All the cool kids use debuggers for debugging their code. In most situations that’s the right answer. After all, you can set breakpoints, step through your code, and examine values at each step. If you want a detailed view into what your code is doing, debuggers are the best solution.
Sometimes, though, they’re a bit heavy weight and way more than you need. Often all you need is a few strategically placed printfs to get the necessary information to solve the problem. Sometimes, for various reasons, you can’t use a debugger so you’re forced to fall back on printf.
Marcin Borkowski (mbork) has a nice example of the latter. He was debugging an Elisp function that messed with windows and that interfered with Edebug’s use of those windows. The answer, of course, was to fall back to the printf method. The natural solution was to use the Elisp message function but there were some problems. The first problem was easy. The messages appeared in the minibuffer and disappeared before he could read them. He fixed that by wrapping message in a function that waited for a key press before continuing.

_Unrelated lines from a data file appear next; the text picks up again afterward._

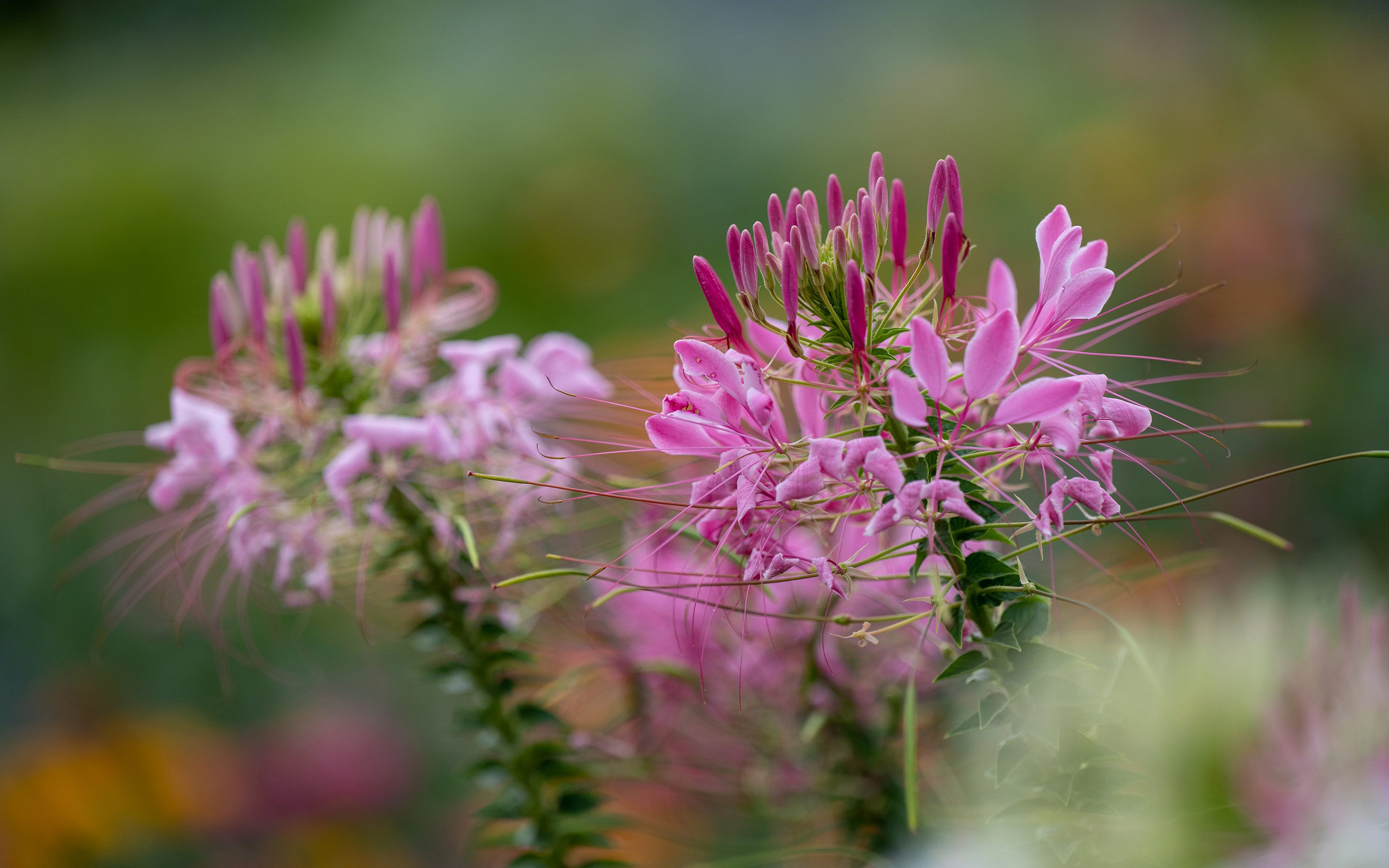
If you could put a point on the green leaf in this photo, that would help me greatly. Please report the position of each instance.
(1012, 755)
(970, 724)
(991, 707)
(578, 802)
(1080, 749)
(1030, 617)
(909, 753)
(963, 665)
(470, 543)
(1005, 637)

Then he noticed that virtually all his invocations were of the form (message "var1: %s, var2: %s" var1 var2), and that it made sense to abstract that a bit into a new function. That brought a couple of new problems but they were also easily dealt with.
Mbork’s post is well worth reading and his code is worth a bit of study too. I like the way he just digs in and solves the problems without too much worry about whether or not it’s the best way. At the end of the day, he solved his problem and that’s what matters.